CINEUROPA September, 9 | Marta Bałaga

VENICE 2020: There is no time to catch one’s breath in Jasmila Žbanić’s powerful film, closing in on a teacher-turned-translator for the UN in Srebrenica trying to find her way

Although having nothing to do, one assumes, with Henryk Sienkiewicz’s historical novel about the persecution of the early Christians in Rome, Jasmila Žbanić’s Quo Vadis, Aïda?, playing in Competition at the 77th Venice Film Festival, is a proper heart attack of a film. Fast-paced and unforgiving, it closes in on Aïda (Jasna Đuričić, fantastic), a teacher-turned-translator for the UN in Srebrenica trying to find her way after it suddenly turns into hell once the Serbian army takes over. Also in focus are her husband and two sons, still hidden somewhere among those desperately begging for shelter in the camp. 

The film has something of a Dunkirk -like, out-of-breath approach to war as Aïda is literally running for her family’s life. As the person who constantly accompanies those who are supposed to be in charge, she knows a lot – too much to just accept their promises, and too much not to have a problem with repeating these empty words to all the tired, confused faces. She is told, in two languages of course, that “the Dutch closed the gate,” even though Srebrenica was declared a UN safe zone. 

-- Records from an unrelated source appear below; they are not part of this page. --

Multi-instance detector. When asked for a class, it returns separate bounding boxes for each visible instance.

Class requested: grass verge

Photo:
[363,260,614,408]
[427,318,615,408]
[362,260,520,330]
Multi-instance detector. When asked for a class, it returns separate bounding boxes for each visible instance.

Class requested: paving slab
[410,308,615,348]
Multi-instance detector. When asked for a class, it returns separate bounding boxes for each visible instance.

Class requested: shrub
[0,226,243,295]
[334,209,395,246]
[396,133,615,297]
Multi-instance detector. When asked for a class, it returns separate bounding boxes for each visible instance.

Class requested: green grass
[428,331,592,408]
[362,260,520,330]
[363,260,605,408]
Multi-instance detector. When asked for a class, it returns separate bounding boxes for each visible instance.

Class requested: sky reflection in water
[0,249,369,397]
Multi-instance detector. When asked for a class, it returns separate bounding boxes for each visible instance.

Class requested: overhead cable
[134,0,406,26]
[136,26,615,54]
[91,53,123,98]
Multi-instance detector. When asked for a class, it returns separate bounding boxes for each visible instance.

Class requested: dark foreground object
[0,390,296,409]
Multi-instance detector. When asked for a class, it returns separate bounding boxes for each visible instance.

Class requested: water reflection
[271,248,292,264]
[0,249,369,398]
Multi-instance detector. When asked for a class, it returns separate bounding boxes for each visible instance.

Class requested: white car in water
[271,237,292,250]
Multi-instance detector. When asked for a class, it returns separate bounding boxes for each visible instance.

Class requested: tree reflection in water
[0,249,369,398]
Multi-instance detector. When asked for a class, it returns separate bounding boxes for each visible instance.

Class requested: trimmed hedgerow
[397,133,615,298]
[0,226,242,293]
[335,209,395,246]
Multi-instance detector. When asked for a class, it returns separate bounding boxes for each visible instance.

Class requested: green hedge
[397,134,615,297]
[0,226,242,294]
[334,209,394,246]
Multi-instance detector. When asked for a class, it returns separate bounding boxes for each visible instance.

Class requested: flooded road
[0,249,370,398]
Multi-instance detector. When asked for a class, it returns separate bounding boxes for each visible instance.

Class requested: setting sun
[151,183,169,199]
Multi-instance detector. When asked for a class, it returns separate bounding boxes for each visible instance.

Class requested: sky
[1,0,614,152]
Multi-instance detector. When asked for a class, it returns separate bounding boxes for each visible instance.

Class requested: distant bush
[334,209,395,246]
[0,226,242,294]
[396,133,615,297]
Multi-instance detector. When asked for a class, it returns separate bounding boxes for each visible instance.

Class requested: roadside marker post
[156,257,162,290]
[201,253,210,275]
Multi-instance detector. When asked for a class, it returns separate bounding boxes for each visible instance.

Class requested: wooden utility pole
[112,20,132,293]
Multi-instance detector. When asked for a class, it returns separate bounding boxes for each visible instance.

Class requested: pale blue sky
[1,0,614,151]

As time is running out and the whole place keeps shrinking somehow, Žbanić’s film (edited by Cold War’s wizard Jarosław Kamiński) plays out like a proper thriller. Frankly, the only thing missing is a 24-themed countdown clock. But – this probably doesn’t need a spoiler alert, given Srebrenica’s gory infamy – don’t expect any saviours nor last-minute twists of fate in this tale, as even a man so confident that help will come eventually shuts himself in a room, asking to be left alone.

This heaviness matches the subject matter, but the film is also immersive and incredibly engaging. Time slows down just for one flashback, to a happier time at the East Bosnia Best Hairstyle competition, no less. Yet soon enough, the plot returns to evading people’s questions and to the refrain of “what is he saying?!” repeated again and again, not that anyone really cares. It’s a small wonder that while there is not a minute to waste, certainly not for grandiose monologues, Žbanić (who, after all, won a Golden Bear for Grbavica) still shows every aspect of war: the lack of communication, the utter helplessness of just about everyone involved despite their declarations, and the realisation that there is no way out suddenly hitting you like a cold sweat. The fact that she doesn’t talk about some remote past, but about an event from 1995 – one she has already described as “a huge trauma for all Bosnians” – makes it even more terrifying, especially when filtered through all these voices calling for “patriotism” these days. It’s very telling that in Quo Vadis, Aïda?, the people coming with the guns are the ones you know – Aïda’s old students from school, someone’s friend from university. It’s absurd and it’s scary, and it can happen again.

Written and directed by Jasmila Žbanić, Quo vadis, Aïda? was produced by Damir Ibrahimovich and the director for Deblokada Produkcija, co-produced by Coop99, Digital Cube, Extreme Emotions, Indie Prod, N279 Entertainment, Razor Film Produktion, Tordenfilm AS, Österreichischer Rundfunk (ORF), and TRT (TR). International sales by Indie Sales.